The study evaluated Tepezza delivered through an on-body injector (OBI), rather than the currently approved infusion method. According to the company, the experimental formulation achieved both its primary and a major secondary endpoint over a 24‑week treatment period, demonstrating efficacy comparable to IV-administered Tepezza.
Amgen reported that 77% of patients receiving the OBI formulation met the study’s response criteria, defined by a clinically meaningful reduction in proptosis, or eye bulging. In contrast, approximately one in five patients in the placebo arm showed a similar response. The injectable therapy was also associated with an average reduction in proptosis of just over 3 millimeters, substantially greater than the decrease observed with placebo.
While Amgen did not disclose full trial data, it said the treatment produced statistically significant improvements across additional clinical measures and showed a safety profile aligned with that of the infused drug. Detailed results are expected to be presented at a future scientific meeting.
Tepezza is currently the only FDA-approved therapy for TED, an autoimmune disorder often linked to Graves’ disease that can cause eye protrusion, inflammation, and visual disturbances. The drug became part of Amgen’s portfolio through its $28 billion acquisition of Horizon Therapeutics in 2023 and has generated close to $2 billion in annual sales. However, analysts have noted that revenue growth has flattened in recent quarters.

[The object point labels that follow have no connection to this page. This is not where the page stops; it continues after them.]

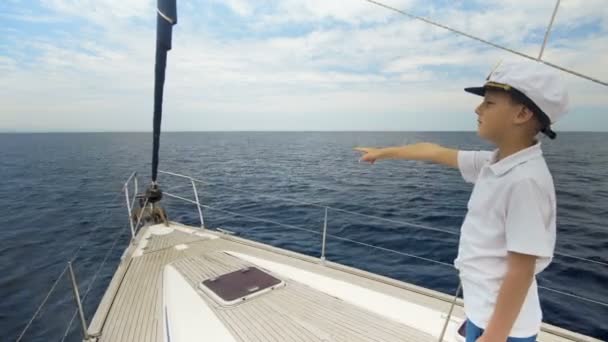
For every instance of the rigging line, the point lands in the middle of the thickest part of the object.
(462, 33)
(594, 301)
(72, 259)
(548, 33)
(48, 294)
(405, 223)
(121, 232)
(371, 246)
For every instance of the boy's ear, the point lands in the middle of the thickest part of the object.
(524, 115)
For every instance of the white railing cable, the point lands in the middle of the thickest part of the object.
(312, 231)
(72, 259)
(316, 204)
(548, 32)
(86, 293)
(319, 205)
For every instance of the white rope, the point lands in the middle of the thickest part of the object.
(84, 297)
(313, 231)
(521, 54)
(548, 32)
(48, 294)
(316, 204)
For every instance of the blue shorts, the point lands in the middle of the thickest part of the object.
(473, 332)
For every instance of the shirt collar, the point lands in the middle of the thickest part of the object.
(503, 166)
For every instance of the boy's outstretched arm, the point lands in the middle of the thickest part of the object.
(511, 297)
(420, 151)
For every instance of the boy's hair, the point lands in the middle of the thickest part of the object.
(518, 97)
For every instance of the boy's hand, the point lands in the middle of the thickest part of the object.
(370, 154)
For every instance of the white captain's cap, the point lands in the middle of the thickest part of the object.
(538, 85)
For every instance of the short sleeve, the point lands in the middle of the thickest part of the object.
(471, 162)
(530, 220)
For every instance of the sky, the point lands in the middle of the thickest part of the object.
(88, 65)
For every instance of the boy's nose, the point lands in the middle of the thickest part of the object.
(478, 110)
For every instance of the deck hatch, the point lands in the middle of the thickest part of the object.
(235, 287)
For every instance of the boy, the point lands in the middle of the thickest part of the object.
(508, 235)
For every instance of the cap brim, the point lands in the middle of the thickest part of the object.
(481, 91)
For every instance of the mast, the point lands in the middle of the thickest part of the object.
(165, 19)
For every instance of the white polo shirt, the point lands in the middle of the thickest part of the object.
(512, 208)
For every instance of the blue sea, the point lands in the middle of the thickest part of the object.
(62, 191)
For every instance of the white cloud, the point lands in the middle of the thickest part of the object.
(379, 66)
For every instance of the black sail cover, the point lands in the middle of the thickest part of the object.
(165, 19)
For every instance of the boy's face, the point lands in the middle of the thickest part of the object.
(496, 115)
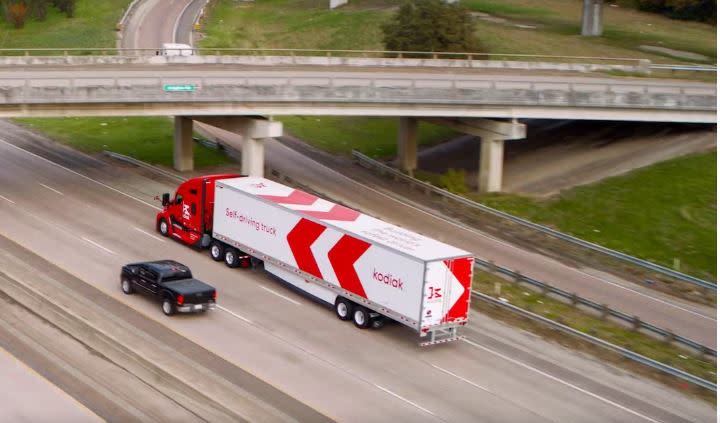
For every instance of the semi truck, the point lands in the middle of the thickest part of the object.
(368, 269)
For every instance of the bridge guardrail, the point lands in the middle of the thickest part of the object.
(664, 368)
(491, 267)
(367, 161)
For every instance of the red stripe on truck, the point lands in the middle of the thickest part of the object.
(300, 239)
(462, 270)
(343, 257)
(338, 212)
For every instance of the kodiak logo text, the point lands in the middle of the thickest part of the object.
(388, 279)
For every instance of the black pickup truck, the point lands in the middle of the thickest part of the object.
(171, 283)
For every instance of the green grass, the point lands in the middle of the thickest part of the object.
(93, 26)
(375, 137)
(663, 212)
(309, 24)
(148, 139)
(567, 314)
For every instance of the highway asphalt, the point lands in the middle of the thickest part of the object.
(89, 218)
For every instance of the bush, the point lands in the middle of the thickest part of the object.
(430, 25)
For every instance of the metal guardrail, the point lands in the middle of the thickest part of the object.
(365, 160)
(605, 310)
(664, 368)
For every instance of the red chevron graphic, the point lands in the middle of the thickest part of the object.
(337, 212)
(300, 239)
(462, 270)
(296, 197)
(343, 257)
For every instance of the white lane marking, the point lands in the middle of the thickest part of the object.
(149, 234)
(280, 295)
(501, 242)
(556, 379)
(99, 246)
(51, 189)
(79, 174)
(461, 378)
(406, 400)
(246, 320)
(52, 386)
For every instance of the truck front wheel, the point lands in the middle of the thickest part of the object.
(168, 307)
(217, 250)
(361, 317)
(231, 257)
(343, 308)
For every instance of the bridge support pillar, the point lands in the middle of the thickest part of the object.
(407, 144)
(183, 148)
(491, 164)
(252, 132)
(253, 157)
(493, 134)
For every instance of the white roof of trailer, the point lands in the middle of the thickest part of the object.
(345, 219)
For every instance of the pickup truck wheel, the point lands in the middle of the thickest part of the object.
(343, 308)
(168, 307)
(361, 317)
(231, 257)
(217, 251)
(126, 287)
(163, 227)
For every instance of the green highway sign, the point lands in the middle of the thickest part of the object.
(178, 87)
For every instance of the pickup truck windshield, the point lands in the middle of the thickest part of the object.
(179, 277)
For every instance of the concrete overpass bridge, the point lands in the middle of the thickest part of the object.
(231, 94)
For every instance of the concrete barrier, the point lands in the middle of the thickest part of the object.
(642, 67)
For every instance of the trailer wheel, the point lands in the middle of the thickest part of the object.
(217, 250)
(163, 227)
(231, 257)
(126, 286)
(168, 306)
(361, 317)
(343, 308)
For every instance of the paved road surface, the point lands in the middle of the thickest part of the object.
(29, 397)
(90, 225)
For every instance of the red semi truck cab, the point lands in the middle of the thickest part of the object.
(188, 215)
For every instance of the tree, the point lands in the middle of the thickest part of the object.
(430, 25)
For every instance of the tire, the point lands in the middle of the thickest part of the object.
(343, 309)
(126, 286)
(163, 227)
(217, 251)
(168, 306)
(231, 257)
(361, 317)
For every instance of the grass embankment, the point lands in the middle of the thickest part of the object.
(93, 26)
(375, 137)
(571, 316)
(551, 27)
(665, 213)
(148, 139)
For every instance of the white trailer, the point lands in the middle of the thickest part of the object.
(365, 267)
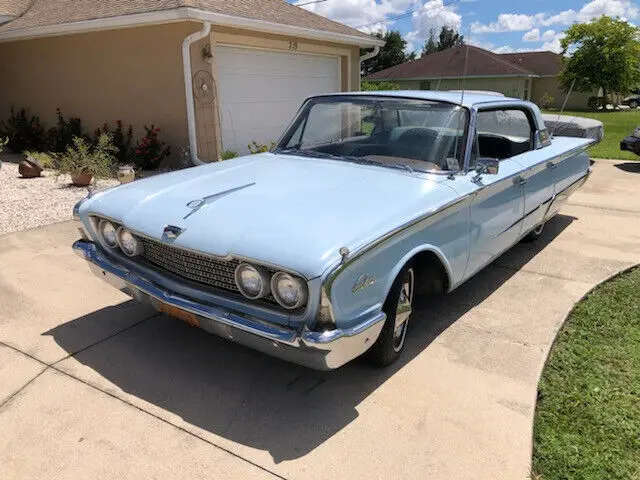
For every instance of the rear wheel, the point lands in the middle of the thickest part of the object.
(398, 308)
(535, 234)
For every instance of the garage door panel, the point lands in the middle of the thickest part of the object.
(260, 91)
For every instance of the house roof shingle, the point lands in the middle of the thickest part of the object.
(450, 63)
(540, 63)
(44, 13)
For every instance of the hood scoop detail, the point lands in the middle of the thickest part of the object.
(196, 205)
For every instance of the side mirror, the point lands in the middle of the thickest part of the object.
(490, 166)
(486, 166)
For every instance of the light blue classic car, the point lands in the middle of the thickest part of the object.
(314, 252)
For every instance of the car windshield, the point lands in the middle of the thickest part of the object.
(390, 132)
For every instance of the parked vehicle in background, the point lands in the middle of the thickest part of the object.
(632, 142)
(632, 101)
(315, 252)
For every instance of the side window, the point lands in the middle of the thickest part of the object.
(503, 133)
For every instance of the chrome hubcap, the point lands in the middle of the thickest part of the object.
(403, 310)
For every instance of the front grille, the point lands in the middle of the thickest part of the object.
(190, 265)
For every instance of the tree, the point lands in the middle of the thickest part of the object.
(448, 38)
(391, 54)
(606, 56)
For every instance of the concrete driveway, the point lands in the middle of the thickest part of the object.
(95, 386)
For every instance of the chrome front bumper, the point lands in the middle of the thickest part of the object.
(317, 350)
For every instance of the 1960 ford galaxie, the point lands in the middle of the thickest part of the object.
(314, 252)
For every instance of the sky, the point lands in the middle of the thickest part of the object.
(501, 26)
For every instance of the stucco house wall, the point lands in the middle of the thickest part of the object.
(134, 75)
(551, 86)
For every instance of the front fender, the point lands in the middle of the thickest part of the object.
(362, 282)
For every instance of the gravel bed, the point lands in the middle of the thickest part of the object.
(29, 203)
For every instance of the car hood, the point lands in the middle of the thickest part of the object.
(296, 212)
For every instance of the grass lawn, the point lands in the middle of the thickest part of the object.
(617, 125)
(587, 421)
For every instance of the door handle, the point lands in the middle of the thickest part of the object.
(520, 180)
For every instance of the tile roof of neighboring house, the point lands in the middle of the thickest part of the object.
(13, 8)
(44, 13)
(450, 63)
(540, 63)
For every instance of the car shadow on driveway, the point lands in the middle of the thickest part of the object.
(252, 399)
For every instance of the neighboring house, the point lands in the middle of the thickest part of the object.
(214, 74)
(527, 75)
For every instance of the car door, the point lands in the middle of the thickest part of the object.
(497, 209)
(538, 176)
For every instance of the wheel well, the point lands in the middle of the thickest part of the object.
(431, 274)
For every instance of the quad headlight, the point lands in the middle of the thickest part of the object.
(129, 244)
(253, 282)
(108, 233)
(288, 290)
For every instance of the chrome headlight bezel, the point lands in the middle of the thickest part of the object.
(103, 238)
(137, 249)
(261, 273)
(302, 290)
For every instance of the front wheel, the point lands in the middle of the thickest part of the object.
(398, 308)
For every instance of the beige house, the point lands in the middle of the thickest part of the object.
(526, 75)
(214, 74)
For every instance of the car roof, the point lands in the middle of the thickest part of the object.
(470, 98)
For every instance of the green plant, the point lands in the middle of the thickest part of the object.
(23, 132)
(546, 101)
(62, 135)
(228, 154)
(366, 86)
(150, 151)
(82, 157)
(255, 147)
(121, 140)
(45, 160)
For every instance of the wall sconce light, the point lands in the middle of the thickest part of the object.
(207, 56)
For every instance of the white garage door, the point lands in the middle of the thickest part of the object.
(260, 91)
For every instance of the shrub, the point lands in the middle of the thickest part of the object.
(23, 132)
(228, 154)
(546, 101)
(82, 157)
(61, 136)
(150, 151)
(45, 160)
(260, 148)
(121, 140)
(377, 86)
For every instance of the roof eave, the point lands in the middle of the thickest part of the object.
(186, 14)
(514, 75)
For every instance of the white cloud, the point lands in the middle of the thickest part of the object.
(507, 22)
(510, 22)
(432, 15)
(356, 13)
(531, 36)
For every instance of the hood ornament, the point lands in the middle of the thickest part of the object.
(172, 232)
(197, 204)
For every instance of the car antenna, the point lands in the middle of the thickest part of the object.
(564, 104)
(464, 81)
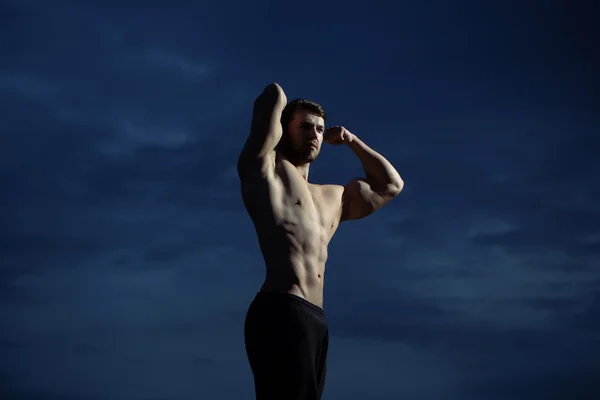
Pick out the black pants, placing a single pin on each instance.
(286, 342)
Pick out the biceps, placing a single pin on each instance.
(359, 200)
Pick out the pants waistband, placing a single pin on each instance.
(278, 296)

A subcutaneous option could help broaden use of the drug by reducing reliance on infusion centers, which have been a practical barrier for some patients. Analysts suggest this convenience factor may help reinvigorate growth for the Tepezza franchise.
At the same time, competitors are advancing alternative therapies. Viridian Therapeutics is developing both infusion-based and injectable treatments for TED, including an IV drug that could receive regulatory clearance later this year and a subcutaneous candidate that recently posted mixed Phase 3 results. Investor reaction to Viridian’s data has been cautious, underscoring how closely the market is watching comparative efficacy, safety, dosing frequency, and delivery methods.
As new data emerge, experts say safety outcomes—particularly hearing-related adverse events associated with Tepezza—will be critical in distinguishing options. Still, Amgen’s latest results suggest that offering a more flexible delivery format could play an important role in maintaining its leadership in thyroid eye disease treatment.